STATEMENT OF OFFENCE

RECEIVING STOLEN PROPERTY, contrary to Section 427 of the Criminal Code Cap 31 Vol. II Laws of Cross River State.

PARTICULARS OF OFFENCE

ARIT BASSEY EKANEM on the 2nd of May, 2001 at about 3.00a.m at NO.2 Orok Street, Calabar, in Calabar Judicial Division was found to be in possession of goods known to have been stolen.

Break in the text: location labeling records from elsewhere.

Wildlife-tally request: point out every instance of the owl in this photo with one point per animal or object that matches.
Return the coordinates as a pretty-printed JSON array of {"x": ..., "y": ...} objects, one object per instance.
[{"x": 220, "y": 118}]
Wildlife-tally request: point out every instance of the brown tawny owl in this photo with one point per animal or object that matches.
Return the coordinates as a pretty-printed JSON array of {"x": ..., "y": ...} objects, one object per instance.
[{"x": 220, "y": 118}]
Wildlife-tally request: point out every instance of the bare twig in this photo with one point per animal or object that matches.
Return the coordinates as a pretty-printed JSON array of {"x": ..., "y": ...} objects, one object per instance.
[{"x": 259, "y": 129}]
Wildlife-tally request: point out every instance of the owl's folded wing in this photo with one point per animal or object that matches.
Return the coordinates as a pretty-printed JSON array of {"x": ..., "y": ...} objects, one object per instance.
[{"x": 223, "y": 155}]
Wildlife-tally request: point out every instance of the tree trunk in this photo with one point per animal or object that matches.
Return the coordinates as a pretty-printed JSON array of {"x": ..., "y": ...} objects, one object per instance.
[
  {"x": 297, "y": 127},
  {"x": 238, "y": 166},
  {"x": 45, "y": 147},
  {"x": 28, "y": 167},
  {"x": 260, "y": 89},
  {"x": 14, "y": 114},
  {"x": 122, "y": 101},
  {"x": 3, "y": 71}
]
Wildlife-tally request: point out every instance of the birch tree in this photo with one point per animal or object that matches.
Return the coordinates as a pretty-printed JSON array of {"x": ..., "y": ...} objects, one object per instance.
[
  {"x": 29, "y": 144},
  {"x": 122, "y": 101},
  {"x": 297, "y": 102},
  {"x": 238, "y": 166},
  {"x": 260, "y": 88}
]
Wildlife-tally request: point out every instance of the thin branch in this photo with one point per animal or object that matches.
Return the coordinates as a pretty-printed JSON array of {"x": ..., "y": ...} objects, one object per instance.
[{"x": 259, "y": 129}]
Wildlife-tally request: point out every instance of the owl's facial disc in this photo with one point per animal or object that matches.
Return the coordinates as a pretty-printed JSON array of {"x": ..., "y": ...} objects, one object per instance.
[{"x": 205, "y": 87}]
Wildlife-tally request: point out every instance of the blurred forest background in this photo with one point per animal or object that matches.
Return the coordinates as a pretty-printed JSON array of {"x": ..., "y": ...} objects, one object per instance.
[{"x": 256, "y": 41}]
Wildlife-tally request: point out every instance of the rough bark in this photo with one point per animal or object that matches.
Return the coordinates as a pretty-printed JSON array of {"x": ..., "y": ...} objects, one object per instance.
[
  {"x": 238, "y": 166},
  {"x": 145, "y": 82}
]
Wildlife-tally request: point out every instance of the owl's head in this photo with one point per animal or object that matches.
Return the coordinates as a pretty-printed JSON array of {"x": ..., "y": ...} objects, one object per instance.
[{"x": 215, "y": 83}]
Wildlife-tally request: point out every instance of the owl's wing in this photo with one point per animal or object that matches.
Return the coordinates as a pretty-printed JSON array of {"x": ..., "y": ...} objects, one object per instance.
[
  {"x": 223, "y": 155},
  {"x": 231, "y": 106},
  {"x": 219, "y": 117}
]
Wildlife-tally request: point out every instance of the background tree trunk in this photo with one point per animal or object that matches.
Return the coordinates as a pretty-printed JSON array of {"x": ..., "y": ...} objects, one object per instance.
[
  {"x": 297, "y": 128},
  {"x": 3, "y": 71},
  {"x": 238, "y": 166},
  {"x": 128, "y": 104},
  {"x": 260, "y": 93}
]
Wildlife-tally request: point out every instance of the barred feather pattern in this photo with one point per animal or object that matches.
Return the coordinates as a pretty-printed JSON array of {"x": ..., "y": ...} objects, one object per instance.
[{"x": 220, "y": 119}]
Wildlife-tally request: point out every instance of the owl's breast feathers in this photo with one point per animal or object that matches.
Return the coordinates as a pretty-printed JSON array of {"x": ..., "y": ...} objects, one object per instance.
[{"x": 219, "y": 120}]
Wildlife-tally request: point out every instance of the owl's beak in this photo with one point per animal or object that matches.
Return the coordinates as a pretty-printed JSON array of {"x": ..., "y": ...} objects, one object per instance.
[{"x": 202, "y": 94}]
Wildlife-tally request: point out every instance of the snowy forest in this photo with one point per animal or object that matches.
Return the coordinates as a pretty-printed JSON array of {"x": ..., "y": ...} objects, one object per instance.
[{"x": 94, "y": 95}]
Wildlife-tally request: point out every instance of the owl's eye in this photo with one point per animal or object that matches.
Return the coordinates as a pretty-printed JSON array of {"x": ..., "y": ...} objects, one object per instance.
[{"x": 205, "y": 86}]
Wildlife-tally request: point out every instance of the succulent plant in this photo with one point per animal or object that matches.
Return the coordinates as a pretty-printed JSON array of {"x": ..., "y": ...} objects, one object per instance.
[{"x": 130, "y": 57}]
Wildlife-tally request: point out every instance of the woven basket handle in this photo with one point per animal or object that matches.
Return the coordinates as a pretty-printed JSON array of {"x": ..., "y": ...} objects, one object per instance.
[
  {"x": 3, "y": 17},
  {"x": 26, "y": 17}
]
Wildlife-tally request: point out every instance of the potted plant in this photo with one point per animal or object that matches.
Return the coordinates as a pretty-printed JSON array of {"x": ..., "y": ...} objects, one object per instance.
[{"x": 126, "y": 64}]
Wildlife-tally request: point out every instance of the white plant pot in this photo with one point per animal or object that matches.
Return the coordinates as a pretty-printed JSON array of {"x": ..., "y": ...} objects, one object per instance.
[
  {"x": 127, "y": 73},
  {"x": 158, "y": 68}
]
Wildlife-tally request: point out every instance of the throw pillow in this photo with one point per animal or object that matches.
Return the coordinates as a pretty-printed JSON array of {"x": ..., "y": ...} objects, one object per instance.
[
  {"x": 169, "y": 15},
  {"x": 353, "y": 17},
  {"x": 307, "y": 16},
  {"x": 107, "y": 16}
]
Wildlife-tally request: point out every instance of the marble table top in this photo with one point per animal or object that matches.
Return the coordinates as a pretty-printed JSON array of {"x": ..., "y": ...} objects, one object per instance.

Subsequently the name of Ekong Ekong the 4th accused was struck out because he was reported dead. At the close of the prosecution case, learned counsel for the accused made a no case submission on their behalf. The trial court upheld the defence counsel’s submission in favour of the 3rd accused and found that no prima facie case of receiving stolen property was made out against her and consequently discharged and acquitted the 3rd accused. The no case submission made on behalf of the 1st and 2nd accused was overruled and the trial court ordered them to enter their defence. The two accused testified and called a witness each. The 1st accused testified as DW1 while his father testified as DW2. The 2nd accused gave evidence as DW3 while his senior brother testified as DW4. All the defence witnesses were cross-examined. At the close of the case of both the prosecution and defence, the learned trial Judge In a reserved judgment, delivered on 25th day of July, 2008 found the two accused guilty of the offence of armed robbery. He thereby sentenced the 1st accused to death by hanging. In respect of the 2nd accused, he found that he was 16years of age when he committed the offence of armed robbery and thereby invoked the provisions of Section 368 (3) Criminal Procedure Law and ordered him to be detained at the Governor’s pleasure. The two accused felt dissatisfied with their conviction and appealed against it.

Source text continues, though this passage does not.